Automatically monitoring your home network
The Watcher

To discover possibly undesirable arrivals and departures on their networks, a Perl daemon periodically stores the data from Nmap scans and passes them on to Nagios via a built-in web interface.
The practical Nmap network scanner is used not only by the bad boys in exciting thrillers to detect intrusion targets [1], it also tells admins what devices are actually reachable on their home networks.
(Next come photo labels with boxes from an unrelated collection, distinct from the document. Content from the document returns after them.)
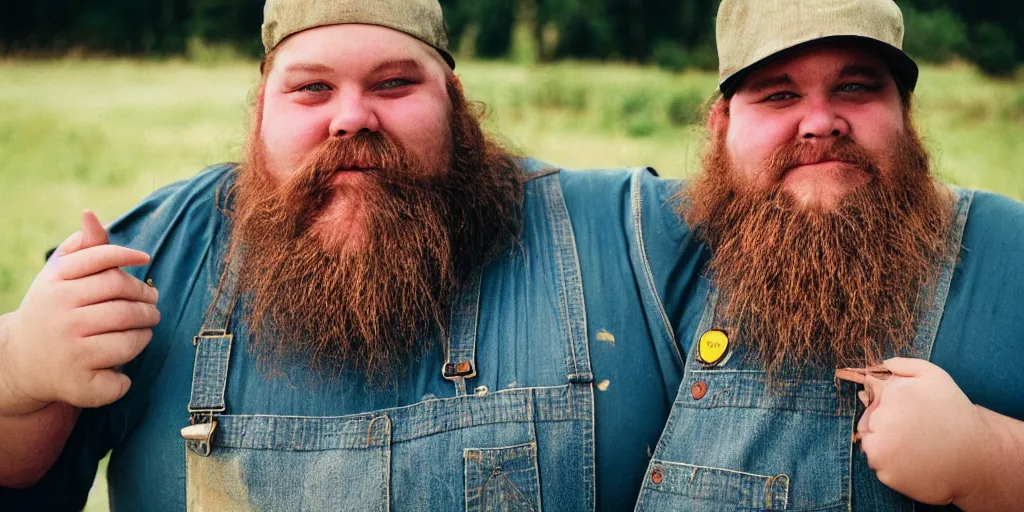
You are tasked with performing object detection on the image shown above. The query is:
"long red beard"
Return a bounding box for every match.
[228,80,522,380]
[679,105,952,374]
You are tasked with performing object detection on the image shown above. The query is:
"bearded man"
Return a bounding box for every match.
[637,0,1024,511]
[0,0,696,510]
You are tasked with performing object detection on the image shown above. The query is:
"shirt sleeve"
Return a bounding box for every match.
[0,164,233,503]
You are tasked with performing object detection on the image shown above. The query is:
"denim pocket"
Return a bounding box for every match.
[637,459,790,512]
[463,442,541,512]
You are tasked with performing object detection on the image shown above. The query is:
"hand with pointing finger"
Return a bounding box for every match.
[837,357,988,505]
[0,211,160,416]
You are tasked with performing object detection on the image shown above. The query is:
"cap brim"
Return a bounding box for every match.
[718,36,918,97]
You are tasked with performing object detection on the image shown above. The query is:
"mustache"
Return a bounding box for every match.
[765,136,880,183]
[280,132,422,233]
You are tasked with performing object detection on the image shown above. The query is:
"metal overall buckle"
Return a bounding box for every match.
[181,411,217,457]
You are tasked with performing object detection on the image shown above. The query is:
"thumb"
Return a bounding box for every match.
[78,210,111,251]
[74,369,131,408]
[882,357,934,377]
[51,210,110,261]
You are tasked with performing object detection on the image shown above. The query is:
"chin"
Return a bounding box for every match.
[311,197,366,252]
[786,183,859,211]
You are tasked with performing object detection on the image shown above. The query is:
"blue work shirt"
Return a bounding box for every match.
[0,161,702,510]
If you regularly launch Nmap on your subnets and compare the output, you can keep track of newly added or removed devices and proactively ward off nasty surprises.
The fact that nmap
has a -oX
option that tells it to output the results in XML format is something I was unaware of until I read an Nmap manual that was recently released as a Kindle book [2]. Because an Nmap scan across multiple networks can take a few minutes, I got the idea of building a daemon that finds all the nodes once an hour, keeps the data in memory, and sends it via a built-in web server to requesting clients, such as a Nagios script.
Lean Script Defines the Search Space
The script in Listing 1 [3] does this, mainly by resorting to the NmapServer
module (which is loaded in line 7 and discussed later on) and its start()
method. Before the call, it defines the IP range of the home network that nmap
needs to scan in the constructor – in this case the subnets are 192.168.14.x and 192.168.27.x.